I try to bring it up, but Anke instantly shushes me and tells me not to even think about such things until I’ve had time to mourn my father. Tears fill my eyes afresh for Emmitt, for he’s just lost a father, too. However broken and misguided the Margrave had been, he was his father, nonetheless.
From Bran and the tailor come a handkerchief of fine linen, with embroidered threads outlining the sign that hangs outside of Curio, bearing its name.
After the handkerchief is safely tucked in Papa’s hand, I stand at the head of the box, realizing that I have nothing prepared to add. I don’t have anything special to give him. Panic and embarrassment well up in the corners of my eyes, until Bran, seeing my distress, speaks up.
“Piro, I wondered if you might send some of his favorite tools with him, that is, if you can spare them?”
Relief floods in, and I nod. Of course my father should have some of his favorite tools buried with him. It’s only right. The workshop is respectfully silent as I walk around to the various workbenches, looking over every hammer and chisel and saw. A thousand memories cling to each tool like particles of dust.
I finally select a chisel with a handle worn smooth and glossy, and his favorite carving blade.
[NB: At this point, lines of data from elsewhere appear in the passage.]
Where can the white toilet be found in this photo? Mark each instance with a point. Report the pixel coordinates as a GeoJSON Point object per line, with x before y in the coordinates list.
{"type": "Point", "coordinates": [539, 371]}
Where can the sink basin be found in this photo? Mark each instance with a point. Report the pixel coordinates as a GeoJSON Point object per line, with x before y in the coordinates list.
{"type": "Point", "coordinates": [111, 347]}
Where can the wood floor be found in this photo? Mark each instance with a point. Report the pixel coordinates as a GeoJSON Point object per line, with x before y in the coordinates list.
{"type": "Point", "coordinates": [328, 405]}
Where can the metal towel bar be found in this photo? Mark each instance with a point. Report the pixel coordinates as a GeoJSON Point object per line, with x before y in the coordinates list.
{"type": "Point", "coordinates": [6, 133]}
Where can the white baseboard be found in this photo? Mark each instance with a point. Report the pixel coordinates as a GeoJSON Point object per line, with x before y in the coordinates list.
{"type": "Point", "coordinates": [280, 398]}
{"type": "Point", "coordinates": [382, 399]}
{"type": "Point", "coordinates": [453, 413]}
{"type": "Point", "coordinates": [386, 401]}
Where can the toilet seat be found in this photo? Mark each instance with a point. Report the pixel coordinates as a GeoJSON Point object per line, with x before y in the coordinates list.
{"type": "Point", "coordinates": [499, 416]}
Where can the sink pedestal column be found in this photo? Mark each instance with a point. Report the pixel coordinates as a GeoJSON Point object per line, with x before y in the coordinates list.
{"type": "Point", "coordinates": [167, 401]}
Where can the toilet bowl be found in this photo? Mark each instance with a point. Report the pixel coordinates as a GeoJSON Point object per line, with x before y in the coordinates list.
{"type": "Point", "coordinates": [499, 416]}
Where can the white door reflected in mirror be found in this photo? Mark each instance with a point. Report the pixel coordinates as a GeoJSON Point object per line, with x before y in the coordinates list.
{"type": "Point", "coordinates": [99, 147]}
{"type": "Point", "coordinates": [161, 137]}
Reverently, I set one in each hand, feeling a sense of rightness, knowing he will be near to some things he loved even if he cannot be near to us.
Though it is not a common practice in Tavia, and we never discussed it—neither of us ever imagined a future where he didn’t exist—I firmly insist that my father be buried out in the woods. He should be laid in a hallowed space at the foot of the old trees, instead of in the small churchyard that lies in the shadow of Wolfspire Hall. I may not be able to give him a beautiful casket, but I can return him to a place where he felt at home.
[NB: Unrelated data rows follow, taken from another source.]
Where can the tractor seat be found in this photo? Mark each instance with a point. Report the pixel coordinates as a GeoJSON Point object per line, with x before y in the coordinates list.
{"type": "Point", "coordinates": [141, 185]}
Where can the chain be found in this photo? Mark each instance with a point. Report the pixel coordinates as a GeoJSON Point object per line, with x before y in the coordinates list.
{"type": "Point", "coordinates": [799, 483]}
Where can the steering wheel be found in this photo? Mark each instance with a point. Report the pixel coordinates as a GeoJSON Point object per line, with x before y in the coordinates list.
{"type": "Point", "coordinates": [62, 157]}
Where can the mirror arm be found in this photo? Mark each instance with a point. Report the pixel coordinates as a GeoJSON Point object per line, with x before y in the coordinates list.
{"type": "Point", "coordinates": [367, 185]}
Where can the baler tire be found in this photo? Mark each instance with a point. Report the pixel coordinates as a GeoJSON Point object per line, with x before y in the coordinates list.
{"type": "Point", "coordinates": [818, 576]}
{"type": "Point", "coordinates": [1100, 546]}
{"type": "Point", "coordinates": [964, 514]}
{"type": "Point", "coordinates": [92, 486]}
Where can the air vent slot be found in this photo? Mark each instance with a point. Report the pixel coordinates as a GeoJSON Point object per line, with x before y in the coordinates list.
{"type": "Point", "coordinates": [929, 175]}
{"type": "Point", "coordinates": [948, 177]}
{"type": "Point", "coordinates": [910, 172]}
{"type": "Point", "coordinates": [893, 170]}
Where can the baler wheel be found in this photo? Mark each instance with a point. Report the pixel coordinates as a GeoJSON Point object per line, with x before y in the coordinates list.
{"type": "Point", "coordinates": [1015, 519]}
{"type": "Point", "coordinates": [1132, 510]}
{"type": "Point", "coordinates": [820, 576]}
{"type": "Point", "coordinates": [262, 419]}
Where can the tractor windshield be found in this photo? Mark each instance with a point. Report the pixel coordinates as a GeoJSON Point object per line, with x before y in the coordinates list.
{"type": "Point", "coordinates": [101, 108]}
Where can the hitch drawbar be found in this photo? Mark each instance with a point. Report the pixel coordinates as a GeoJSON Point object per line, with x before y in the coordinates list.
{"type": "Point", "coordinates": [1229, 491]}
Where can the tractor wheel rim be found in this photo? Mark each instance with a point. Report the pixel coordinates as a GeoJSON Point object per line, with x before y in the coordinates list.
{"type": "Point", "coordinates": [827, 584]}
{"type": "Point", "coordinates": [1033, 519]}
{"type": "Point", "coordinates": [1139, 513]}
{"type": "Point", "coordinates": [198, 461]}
Late that afternoon, through a haze of villagers already wearing black to make a show of respect for the Margrave, Burl dutifully pulls the old wood-hauling wagon carrying the coffin behind him. It’s as if he understands his task; one last trip to the wood with the puppetmaster. Bran rides in the wagon with me, and the rest of our small procession follows behind.
Tears parade down my face at the sight of so many people lining the streets to watch us pass; their heads are bowed, their eyes are wet. Women swipe at their cheeks with work-stained aprons and children run alongside the wagon, tiny legs pumping, gifts for the departing puppetmaster clutched tightly in small fists. I make Bran stop several times, as the candlemaker’s twins and others dash up to bestow their treasures on the lifeless box where the puppetmaster lies.
One child hands me a beautiful marionette I haven’t seen for years, a two-foot-tall lumberjack with a mighty six-inch axe, hanging by his strings from a cross-hatched control. Then comes a jovial clown, whose carved head and hands are attached to a cloth body that pops down into a cone anchored to a long wooden peg. A few toss their offerings into the wagon, as if throwing flower petals. As we proceed through the streets, the air rains with wooden tops and intricate ring-puzzles, small carved animals, wooden blocks and an odd sling-shot or two.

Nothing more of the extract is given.